We were all glad to hear that the West Indies were a long way off, and I remember that, in spite of Mr. Wace's solemn looks, we had a very merry dinner that day in the hall. I don't know if it was because of my being in better spirits, but I fancied Mrs. Brympton looked better too, and seemed more cheerful in her manner. She had been for a walk in the morning, and after luncheon she lay down in her room, and I read aloud to her. When she dismissed me I went to my own room feeling quite bright and happy, and for the first time in weeks walked past the locked door without thinking of it. As I sat down to my work I looked out and saw a few snow-flakes falling. The sight was pleasanter than the eternal rain, and I pictured to myself how pretty the bare gardens would look in their white mantle. It seemed to me as if the snow would cover up all the dreariness, indoors as well as out.

The fancy had hardly crossed my mind when I heard a step at my side. I looked up, thinking it was Agnes.

"Well, Agnes—" said I, and the words froze on my tongue; for there, in the door, stood Emma Saxon.

I don't know how long she stood there. I only know I couldn't stir or take my eyes from her. Afterward I was terribly frightened, but at the time it wasn't fear I felt, but something deeper and quieter. She looked at me long and long, and her face was just one dumb prayer to me—but how in the world was I to help her? Suddenly she turned, and I heard her walk down the passage. This time I wasn't afraid to follow—I felt that I must know what she wanted. I sprang up and ran out. She was at the other end of the passage, and I expected her to take the turn toward my mistress's room; but instead of that she pushed open the door that led to the backstairs. I followed her down the stairs, and across the passageway to the back door. The kitchen and hall were empty at that hour, the servants being off duty, except for the footman, who was in the pantry. At the door she stood still a moment, with another look at me; then she turned the handle, and stepped out. For a minute I hesitated. Where was she leading me to? The door had closed softly after her, and I opened it and looked out, half-expecting to find that she had disappeared. But I saw her a few yards off, hurrying across the court-yard to the path through the woods. Her figure looked black and lonely in the snow, and for a second my heart failed me and I thought of turning back. But all the while she was drawing me after her; and catching up an old shawl of Mrs. Blinder's I ran out into the open.
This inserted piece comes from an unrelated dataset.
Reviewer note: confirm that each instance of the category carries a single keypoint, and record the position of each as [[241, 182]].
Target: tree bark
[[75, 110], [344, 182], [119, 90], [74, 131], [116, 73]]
Emma Saxon was in the wood-path now. She walked on steadily, and I followed at the same pace, till we passed out of the gates and reached the high-road. Then she struck across the open fields to the village. By this time the ground was white, and as she climbed the slope of a bare hill ahead of me I noticed that she left no foot-prints behind her. At sight of that, my heart shrivelled up within me, and my knees were water. Somehow, it was worse here than indoors. She made the whole countryside seem lonely as the grave, with none but us two in it, and no help in the wide world.